Thirteen of the 16 Tigers who recorded an at-bat managed at least one hit, and senior third baseman Jenna Kreamer went 4-for-5 at the plate while making only her fifth start of the year.

But as LSU mounted its lead and gave its reserves some playing time, Torina wasn’t marveling at the broken records or having a laugh along with her players.

She was pondering the potential matchups against Texas A&M.

“Honestly I was thinking about the weekend and what hitters were going to be a factor this weekend that needed some at-bats,” the coach said of her reaction to the sixth inning. “Making sure that we had people that needed at-bats in that game so they could be prepared for the weekend.”

That’s how concerned Torina is about the Aggies’ powerful lineup that features the SEC’s leading home-run hitter, sophomore shortstop Kristen Cuyos. But the presence of big bats in Texas A&M’s order won’t change anything the Tigers do on the mound, Hoover said.
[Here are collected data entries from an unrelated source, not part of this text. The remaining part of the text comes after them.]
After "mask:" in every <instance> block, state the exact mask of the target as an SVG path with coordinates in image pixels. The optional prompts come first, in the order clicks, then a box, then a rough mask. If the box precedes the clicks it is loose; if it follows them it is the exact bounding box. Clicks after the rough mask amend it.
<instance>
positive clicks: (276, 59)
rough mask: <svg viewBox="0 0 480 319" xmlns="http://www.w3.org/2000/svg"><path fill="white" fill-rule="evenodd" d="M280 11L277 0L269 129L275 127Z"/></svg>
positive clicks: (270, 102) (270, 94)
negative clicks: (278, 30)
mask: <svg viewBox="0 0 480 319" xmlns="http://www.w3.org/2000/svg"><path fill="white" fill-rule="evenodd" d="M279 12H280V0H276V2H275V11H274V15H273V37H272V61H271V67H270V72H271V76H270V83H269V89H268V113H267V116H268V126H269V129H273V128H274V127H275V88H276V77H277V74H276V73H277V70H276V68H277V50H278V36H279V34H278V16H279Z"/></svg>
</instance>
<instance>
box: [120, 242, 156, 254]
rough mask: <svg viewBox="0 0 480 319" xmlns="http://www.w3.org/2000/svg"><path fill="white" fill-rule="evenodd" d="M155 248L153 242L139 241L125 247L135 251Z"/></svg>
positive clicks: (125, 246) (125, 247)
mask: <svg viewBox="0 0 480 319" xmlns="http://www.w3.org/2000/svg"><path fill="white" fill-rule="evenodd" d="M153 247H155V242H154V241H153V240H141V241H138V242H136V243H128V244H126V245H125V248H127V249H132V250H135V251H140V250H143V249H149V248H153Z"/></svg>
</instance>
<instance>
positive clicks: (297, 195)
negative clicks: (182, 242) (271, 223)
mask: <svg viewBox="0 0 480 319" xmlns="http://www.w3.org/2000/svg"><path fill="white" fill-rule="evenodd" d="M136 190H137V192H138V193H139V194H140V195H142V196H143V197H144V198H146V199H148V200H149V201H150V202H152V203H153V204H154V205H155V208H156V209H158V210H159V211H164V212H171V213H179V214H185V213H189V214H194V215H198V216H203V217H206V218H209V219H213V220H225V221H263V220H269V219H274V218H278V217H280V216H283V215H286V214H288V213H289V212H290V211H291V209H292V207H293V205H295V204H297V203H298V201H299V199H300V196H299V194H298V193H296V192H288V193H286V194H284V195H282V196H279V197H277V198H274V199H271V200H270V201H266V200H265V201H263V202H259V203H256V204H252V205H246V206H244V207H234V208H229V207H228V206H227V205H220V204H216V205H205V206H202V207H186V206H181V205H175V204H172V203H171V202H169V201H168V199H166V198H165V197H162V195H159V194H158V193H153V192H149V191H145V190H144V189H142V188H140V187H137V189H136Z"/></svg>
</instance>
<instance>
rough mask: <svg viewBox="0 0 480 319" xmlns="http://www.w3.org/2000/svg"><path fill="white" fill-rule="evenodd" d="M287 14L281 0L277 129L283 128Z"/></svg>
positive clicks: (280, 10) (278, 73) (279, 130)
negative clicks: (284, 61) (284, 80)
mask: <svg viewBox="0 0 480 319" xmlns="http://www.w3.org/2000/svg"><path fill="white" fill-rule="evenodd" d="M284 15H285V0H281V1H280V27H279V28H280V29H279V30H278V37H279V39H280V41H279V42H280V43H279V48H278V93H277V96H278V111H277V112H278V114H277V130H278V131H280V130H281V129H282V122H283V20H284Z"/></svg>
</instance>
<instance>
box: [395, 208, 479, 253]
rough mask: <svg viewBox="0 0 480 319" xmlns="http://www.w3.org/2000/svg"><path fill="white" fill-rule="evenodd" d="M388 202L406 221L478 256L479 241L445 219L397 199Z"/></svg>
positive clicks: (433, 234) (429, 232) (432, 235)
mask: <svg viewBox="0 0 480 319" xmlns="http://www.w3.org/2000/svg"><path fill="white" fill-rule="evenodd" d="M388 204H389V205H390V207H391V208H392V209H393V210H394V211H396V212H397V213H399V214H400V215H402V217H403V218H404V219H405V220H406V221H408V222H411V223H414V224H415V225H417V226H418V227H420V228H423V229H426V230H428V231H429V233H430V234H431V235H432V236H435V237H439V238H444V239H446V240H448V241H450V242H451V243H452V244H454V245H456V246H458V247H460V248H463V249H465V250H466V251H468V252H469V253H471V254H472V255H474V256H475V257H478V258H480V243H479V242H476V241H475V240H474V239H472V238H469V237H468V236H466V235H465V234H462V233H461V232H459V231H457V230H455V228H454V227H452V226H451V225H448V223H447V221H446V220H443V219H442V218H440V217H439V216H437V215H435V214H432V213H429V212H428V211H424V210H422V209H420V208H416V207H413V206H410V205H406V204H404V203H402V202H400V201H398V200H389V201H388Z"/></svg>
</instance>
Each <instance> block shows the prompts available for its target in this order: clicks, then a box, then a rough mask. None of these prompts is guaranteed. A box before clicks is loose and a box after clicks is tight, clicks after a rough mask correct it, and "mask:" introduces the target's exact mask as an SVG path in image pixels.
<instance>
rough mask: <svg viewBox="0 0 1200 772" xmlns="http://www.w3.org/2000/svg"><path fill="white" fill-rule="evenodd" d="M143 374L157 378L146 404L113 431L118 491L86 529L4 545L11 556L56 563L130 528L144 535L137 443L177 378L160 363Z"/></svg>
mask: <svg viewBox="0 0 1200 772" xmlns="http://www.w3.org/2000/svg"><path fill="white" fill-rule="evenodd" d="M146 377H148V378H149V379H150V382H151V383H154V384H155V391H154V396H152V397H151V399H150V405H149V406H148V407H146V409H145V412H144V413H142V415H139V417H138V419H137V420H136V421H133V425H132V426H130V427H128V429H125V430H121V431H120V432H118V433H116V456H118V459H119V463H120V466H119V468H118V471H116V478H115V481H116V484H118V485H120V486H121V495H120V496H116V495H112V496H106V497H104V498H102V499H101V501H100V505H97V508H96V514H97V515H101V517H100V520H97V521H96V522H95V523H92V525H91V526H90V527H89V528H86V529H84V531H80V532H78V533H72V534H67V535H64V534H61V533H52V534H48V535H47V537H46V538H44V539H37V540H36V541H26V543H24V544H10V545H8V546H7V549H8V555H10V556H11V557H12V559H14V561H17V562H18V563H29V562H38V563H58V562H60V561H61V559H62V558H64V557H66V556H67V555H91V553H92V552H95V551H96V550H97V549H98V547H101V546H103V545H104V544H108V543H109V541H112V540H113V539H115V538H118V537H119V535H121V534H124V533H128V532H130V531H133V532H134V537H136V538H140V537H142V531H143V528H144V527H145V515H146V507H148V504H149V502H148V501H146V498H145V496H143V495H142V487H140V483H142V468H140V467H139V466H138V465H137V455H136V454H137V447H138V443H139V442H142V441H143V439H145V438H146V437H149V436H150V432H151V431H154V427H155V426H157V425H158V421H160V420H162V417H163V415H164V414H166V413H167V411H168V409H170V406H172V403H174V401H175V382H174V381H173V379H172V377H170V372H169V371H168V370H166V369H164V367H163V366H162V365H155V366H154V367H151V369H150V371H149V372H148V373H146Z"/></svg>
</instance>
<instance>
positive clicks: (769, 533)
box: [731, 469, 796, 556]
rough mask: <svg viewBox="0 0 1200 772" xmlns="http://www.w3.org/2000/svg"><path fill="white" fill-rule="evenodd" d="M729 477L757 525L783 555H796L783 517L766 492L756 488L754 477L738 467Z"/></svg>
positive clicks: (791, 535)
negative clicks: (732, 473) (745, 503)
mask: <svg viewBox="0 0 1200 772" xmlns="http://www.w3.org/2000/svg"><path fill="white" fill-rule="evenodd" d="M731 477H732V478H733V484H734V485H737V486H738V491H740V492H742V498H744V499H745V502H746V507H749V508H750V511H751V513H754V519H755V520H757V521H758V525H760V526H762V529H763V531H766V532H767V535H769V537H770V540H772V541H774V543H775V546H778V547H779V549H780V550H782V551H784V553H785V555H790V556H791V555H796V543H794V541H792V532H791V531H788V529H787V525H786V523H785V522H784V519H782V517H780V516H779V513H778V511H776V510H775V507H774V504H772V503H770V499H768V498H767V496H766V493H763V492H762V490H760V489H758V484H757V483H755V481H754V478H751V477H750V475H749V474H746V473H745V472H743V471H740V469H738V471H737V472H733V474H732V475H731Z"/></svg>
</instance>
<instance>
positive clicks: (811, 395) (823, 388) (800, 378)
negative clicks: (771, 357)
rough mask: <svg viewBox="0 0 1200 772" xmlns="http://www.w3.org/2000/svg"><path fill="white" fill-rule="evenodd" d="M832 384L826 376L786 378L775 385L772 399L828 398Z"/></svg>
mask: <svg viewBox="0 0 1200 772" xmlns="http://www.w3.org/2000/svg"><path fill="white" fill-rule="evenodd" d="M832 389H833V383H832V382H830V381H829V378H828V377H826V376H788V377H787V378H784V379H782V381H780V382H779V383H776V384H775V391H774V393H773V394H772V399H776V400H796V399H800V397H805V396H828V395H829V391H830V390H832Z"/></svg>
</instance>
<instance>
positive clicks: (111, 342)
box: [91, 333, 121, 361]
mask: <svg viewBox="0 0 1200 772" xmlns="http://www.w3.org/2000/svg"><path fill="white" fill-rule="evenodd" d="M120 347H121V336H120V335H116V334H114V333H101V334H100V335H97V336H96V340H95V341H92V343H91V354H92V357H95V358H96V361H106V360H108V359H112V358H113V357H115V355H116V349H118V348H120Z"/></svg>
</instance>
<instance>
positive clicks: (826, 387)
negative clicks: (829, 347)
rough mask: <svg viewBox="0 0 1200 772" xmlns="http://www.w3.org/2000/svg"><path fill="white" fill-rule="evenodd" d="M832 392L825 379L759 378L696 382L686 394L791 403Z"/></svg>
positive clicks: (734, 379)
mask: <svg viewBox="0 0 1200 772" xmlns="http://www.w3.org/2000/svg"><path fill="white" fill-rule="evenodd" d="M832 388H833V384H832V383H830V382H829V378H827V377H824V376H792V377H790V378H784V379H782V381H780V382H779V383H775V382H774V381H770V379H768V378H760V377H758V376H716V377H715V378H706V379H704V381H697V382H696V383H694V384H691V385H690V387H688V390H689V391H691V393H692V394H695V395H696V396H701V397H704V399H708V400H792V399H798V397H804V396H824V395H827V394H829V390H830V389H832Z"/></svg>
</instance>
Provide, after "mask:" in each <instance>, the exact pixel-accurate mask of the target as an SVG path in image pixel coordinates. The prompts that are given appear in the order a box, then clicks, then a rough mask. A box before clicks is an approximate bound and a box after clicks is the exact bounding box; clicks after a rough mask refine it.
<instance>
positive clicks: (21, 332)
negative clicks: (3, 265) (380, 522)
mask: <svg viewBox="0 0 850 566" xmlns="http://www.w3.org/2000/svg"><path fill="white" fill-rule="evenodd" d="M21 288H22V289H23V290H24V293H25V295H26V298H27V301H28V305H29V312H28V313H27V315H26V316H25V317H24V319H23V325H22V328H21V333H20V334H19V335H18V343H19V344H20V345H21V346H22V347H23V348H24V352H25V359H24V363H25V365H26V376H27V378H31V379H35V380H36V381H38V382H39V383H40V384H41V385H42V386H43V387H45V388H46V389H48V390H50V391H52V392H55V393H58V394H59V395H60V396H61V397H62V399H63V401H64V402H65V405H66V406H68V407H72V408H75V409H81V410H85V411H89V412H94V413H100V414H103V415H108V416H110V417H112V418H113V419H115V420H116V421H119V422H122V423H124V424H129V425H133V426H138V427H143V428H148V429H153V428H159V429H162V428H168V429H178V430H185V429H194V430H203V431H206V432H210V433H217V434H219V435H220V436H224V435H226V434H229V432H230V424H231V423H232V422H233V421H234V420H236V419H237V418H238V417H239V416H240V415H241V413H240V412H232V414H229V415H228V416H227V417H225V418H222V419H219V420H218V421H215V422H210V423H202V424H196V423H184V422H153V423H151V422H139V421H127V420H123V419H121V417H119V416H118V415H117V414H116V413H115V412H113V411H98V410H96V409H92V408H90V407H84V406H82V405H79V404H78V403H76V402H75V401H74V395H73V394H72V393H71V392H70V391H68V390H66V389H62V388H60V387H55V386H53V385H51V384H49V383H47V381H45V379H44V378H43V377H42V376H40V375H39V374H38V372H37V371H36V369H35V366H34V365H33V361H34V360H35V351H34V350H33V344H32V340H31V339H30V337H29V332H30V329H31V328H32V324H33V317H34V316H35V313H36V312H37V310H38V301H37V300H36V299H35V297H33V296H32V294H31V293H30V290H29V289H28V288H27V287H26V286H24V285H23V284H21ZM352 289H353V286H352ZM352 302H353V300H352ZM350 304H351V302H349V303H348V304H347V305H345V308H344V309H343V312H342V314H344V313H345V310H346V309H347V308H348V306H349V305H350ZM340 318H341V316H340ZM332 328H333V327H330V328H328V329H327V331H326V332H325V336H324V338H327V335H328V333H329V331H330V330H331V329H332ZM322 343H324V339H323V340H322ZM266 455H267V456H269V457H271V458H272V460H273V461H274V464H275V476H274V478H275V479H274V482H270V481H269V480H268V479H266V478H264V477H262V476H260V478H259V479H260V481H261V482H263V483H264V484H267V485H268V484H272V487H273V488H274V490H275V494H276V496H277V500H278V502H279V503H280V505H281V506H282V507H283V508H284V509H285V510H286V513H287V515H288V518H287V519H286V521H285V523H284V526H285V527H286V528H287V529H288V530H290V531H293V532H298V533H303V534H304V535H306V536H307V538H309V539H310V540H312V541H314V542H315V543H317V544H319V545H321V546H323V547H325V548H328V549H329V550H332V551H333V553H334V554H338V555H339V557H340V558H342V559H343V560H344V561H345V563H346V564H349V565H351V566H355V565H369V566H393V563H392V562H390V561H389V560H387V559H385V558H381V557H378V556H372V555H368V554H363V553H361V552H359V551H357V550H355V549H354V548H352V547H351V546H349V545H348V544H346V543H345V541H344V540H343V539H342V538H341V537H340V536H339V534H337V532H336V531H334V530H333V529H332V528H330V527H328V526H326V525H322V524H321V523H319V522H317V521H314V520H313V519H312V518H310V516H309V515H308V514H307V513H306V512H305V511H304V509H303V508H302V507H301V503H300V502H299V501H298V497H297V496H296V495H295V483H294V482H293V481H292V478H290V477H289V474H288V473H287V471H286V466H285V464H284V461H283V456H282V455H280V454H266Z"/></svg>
“I pretty much always attack people,” the sophomore ace said. “They’re a good offense, so we’re just going to have to pitch to our strengths and their weaknesses.”

Torina has already spied one weakness in the Aggies.

Despite going 4-1 in non-conference games against ranked opponents, Texas A&M hasn’t played an SEC series this season. LSU already has a series win in league play — against No. 6 Alabama, at that — under its belt, which Torina acknowledged gives her players, especially the freshmen, a slight advantage in what may be a run-happy series this weekend.

“I think the way we felt last weekend (against Alabama) was very different than how we had felt in some of the other games when we had played some ranked teams and big opponents,” she said. “A&M has played a very good schedule. They’ve traveled and been battle-tested for sure.

“But I do think there’s something about playing in the SEC that feels a little different.”